Ethiopia's earliest known capital, Yeha, the oldest temple in Ethiopia founded in the 900BC and is less than two hours' drive from Axum through some dramatic highland scenery. As the birthplace of the country's earliest high civilization, it is well worth visiting. To get there, head east for twenty kilometers (Bahar Dar is a town 12 miles) to Adwa. Continue along the main road towards Adigrat for another twenty-four kilometers (15 miles) and then turn north on to a short dirt track, where you will see the imposing ruins of Yeha's Temple of the moon about four kilometers (2.5 miles) to the right of the track.

Debre Damo is unique and unforgettable although, as with most Ethiopian monasteries, women are not allowed to enter to it. Even so, there is a daunting obstacle to the monastery: the only means of access is a climb of twenty-five meters up a sheer cliff. Monks lower a safety rope which visitors tie around their waists. Then they use a second, thicker rope to climb with. Some may reflect, as they make their way to the top, that because of this arduous, dangerous ascent the art treasures of Debra Damo have remained intact through the monastery-s 1,400 tumultuous years of history.

Lalibela, a medieval settlement in the Lasta area of Wello, lies at the center of an extensive complex of rock churches. Lalibela has 11 remarkable rock-hewn monolithic, semi-monolithic and cave built churches, built by one of the Zagwe Dynasty rulers,King Lalibela in the late 12th and early 13th century.
These notable structures are carved, inside and out, out of one solid rock, and are the unofficial eighth wonders of the world. Each building is architecturally unique but each reflects beautifully executed craftsmanship, and several are decorated with fascinating paintings.

Sheikh Hussein is a town in south-eastern Ethiopia. Located in the Bale Zone of the Oromia Region, it has a longitude and latitude of 7°45′N 40°42′E with an elevation of 1386 meters above sea level. The Central Statistical Agency has not published an estimate for this town's 2005 population.
On 23 December 2007, Addis Fortune reported that SATCON Construction, an Ethiopian-owned firm, completed a four-year effort to build a 170 kilometer road through the mountainous area of the Oromia Region connecting Sheikh Hussein with the town of Micheta, located in the Darolebu woreda of the Mirab Hararghe Zone. The road was formally inaugurated 19 December.
Arthur Donaldson Smith arrived at Sheikh Hussein 21 September 1894, where he spent several days, and afterwards his companion visited the tomb of Sheikh Hussein's assistant Sheikh Mohammed.

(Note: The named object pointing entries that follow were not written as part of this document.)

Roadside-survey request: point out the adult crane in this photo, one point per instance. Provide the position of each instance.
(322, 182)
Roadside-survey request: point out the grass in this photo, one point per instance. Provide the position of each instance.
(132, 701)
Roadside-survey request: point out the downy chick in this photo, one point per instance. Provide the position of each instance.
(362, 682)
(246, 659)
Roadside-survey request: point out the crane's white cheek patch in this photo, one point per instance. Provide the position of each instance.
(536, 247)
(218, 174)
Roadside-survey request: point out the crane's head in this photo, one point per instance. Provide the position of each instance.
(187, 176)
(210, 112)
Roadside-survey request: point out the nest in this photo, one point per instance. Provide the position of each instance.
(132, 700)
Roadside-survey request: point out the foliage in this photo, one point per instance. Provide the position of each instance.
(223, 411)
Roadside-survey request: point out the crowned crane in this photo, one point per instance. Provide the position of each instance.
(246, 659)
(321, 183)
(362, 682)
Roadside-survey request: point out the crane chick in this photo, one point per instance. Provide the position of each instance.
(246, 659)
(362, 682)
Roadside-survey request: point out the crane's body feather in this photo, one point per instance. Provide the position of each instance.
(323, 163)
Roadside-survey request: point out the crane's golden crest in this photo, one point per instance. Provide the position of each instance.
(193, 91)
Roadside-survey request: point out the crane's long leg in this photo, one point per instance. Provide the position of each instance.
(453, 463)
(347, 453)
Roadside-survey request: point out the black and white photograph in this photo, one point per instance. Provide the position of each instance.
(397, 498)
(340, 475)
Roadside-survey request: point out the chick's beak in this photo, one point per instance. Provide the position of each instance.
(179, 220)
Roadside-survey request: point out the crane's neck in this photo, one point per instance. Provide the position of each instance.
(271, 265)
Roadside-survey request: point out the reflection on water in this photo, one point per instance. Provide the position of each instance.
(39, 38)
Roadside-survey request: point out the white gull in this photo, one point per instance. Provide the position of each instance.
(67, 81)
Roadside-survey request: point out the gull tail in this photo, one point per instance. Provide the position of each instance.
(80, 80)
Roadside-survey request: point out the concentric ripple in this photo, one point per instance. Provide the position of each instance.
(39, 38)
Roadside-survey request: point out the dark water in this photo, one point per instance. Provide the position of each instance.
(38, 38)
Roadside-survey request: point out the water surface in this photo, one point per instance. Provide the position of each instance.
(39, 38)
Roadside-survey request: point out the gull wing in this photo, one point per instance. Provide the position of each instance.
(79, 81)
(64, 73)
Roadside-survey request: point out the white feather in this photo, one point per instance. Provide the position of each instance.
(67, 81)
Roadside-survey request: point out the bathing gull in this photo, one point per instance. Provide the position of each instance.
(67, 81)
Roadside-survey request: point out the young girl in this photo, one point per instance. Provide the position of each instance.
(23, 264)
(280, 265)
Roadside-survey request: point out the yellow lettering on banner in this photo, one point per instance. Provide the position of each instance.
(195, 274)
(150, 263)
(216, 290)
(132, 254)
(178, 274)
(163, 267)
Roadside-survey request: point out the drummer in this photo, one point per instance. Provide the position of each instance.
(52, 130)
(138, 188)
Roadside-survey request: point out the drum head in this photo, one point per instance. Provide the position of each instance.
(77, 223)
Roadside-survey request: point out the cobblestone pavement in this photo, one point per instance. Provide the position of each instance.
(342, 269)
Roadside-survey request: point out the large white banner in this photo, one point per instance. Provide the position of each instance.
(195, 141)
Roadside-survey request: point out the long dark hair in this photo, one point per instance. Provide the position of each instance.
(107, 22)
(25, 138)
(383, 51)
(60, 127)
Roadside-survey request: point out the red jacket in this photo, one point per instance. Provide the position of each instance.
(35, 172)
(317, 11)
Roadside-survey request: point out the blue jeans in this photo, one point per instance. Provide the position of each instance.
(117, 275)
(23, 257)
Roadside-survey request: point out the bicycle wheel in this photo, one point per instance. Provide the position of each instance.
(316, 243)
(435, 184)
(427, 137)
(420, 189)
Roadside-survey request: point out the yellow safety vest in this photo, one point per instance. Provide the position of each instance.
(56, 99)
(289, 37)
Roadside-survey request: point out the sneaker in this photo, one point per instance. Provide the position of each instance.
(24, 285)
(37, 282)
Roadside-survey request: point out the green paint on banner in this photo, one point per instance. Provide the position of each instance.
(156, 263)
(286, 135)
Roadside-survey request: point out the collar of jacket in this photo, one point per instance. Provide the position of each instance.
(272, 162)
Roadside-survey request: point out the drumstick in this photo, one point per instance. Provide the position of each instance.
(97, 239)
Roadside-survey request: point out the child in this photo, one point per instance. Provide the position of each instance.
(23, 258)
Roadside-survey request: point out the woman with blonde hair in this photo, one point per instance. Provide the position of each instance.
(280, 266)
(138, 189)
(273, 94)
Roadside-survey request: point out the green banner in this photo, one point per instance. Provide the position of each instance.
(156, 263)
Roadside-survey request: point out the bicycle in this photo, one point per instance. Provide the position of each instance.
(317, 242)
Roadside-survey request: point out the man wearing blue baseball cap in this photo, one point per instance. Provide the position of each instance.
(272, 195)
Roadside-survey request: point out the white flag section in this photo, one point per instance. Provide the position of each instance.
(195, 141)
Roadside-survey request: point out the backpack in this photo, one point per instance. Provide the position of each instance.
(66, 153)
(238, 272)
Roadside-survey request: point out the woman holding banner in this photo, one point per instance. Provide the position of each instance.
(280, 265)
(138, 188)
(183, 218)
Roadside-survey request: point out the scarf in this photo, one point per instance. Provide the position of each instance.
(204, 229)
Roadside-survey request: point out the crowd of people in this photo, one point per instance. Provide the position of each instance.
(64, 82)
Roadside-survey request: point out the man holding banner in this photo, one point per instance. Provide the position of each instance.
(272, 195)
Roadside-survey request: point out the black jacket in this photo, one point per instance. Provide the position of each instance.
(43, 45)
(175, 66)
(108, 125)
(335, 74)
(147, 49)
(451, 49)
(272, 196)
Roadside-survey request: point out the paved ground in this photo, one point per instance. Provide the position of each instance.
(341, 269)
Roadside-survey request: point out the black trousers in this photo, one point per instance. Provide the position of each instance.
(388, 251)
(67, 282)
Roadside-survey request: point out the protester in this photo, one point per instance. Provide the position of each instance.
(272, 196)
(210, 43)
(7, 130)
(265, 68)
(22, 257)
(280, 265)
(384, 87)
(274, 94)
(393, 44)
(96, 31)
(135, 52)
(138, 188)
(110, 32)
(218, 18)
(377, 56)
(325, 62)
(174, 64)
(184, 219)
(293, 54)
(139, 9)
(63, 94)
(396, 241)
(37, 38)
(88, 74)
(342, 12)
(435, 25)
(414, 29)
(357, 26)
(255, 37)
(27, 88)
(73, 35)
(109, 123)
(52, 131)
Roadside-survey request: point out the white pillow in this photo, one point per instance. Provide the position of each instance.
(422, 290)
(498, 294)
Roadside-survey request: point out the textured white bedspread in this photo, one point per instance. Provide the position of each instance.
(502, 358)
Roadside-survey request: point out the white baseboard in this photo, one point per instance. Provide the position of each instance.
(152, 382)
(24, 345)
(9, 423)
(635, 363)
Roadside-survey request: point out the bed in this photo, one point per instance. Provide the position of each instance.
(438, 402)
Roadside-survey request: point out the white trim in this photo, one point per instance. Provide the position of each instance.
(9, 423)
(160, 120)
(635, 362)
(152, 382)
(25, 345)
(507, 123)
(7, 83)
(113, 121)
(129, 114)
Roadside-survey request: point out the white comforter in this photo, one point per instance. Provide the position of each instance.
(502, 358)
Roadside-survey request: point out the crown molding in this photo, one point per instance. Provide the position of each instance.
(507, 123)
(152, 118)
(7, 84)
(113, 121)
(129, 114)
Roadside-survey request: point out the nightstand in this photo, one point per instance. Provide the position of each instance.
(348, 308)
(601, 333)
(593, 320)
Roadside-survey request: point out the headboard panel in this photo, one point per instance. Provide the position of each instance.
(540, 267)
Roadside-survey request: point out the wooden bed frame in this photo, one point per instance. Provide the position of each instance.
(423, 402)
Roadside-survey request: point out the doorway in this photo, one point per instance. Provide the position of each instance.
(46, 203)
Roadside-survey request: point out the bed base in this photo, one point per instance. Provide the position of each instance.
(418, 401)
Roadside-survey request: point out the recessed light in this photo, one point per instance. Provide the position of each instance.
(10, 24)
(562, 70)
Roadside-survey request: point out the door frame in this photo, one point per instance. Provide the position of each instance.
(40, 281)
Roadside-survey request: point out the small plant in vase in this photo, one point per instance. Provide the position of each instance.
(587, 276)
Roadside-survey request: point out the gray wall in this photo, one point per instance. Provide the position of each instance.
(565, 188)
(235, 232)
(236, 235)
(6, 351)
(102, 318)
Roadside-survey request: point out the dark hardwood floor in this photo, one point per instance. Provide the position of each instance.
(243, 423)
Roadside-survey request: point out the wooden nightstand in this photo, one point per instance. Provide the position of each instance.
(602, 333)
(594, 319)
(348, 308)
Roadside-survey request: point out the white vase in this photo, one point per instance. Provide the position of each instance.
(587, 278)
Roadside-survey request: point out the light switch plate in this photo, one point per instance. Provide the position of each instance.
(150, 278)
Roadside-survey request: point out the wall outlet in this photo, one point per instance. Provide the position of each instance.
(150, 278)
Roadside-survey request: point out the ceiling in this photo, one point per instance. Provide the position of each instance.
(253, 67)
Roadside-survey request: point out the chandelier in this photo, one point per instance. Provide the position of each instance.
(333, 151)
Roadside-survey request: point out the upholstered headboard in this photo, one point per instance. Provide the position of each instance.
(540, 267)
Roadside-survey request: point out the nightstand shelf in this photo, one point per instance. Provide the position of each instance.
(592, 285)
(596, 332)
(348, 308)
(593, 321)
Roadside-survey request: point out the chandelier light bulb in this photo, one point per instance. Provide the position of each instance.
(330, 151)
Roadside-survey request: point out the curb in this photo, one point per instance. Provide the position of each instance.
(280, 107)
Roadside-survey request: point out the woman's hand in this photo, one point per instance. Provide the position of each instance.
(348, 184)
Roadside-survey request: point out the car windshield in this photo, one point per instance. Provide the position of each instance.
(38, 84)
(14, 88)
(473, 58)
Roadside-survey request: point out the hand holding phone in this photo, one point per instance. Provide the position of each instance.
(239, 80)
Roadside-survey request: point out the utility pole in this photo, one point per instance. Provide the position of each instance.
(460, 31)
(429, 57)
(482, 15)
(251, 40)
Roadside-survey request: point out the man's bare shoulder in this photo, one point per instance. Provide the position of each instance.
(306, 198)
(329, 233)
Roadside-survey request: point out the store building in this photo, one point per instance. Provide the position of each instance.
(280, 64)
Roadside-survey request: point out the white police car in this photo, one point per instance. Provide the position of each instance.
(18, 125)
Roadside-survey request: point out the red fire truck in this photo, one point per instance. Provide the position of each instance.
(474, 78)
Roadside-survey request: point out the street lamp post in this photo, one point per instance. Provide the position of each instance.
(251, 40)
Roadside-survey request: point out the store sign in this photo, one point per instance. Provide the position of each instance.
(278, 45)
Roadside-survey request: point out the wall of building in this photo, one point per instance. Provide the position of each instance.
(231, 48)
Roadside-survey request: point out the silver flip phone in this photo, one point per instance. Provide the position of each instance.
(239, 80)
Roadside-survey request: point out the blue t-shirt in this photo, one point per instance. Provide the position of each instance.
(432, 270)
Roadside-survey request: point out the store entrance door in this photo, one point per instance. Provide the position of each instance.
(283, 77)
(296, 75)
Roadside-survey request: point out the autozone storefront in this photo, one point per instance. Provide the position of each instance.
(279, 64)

The town is named after what, in some Ethiopian Muslim eyes, is the most sacred place in that country: the tomb of the thirteenth century Somali saint from Mogadishu called Sheikh Hussein, who introduced Islam to the Sidamo people living in the area at the time. He is also credited for establishing a dynasty that ruled the Sultanate of Bale and is said to have performed many miracles. A number of these miracles have been recorded in a hagiography published in Cairo in the 1920s, entitled Rabi` al-Qulub. Although this town is now within the homelands of the Oromo people, it has continued to be the destination of approximately 50,000 pilgrims from Muslim Ethiopia twice a year during the Muslim months of Hajj and Rabi' al-Awwal. The first pilgrimage is to celebrate his birth, the second his death. They traditionally carry cleft sticks known as "Oulle Sheikh Hussein", which are too small to serve as walking sticks and are not utilized for any practical purpose. Once they arrive at the shrine, the pilgrims take their turns entering the saint's tomb by crawling through a small doorway.

The extensive religious complex dedicated to the saint includes the town and the nearby valley of Kachamsare. In the 18th century, Emir `Abd al-Shakur ibn Yusuf of Harar constructed a shrine to the Baghdadi saint `Abd al-Qadir al-Jilani near the tomb of Sheikh Hussein, inside the shrine compound. A graveyard has also been consecrated as part of the complex.Other landmarks of the complex include the pond of Dinkiro, 300 meters south of the mosque, built in dry stone masonry; associated with the pond is a spring with "miraculous" water. At the entrance of the holy area are two wild fig trees called kiltu (identified as Ficus sycomorus) in the Oromo language. Near another pond, of Imaro, there is the mosque of Sheikh Hussein's father, both with a gubba of Harar type. Also nearby are several caves—a "cave of serpents", a "cave of herbs", and a "cave of honey"—and rock formations said to be petrified persons.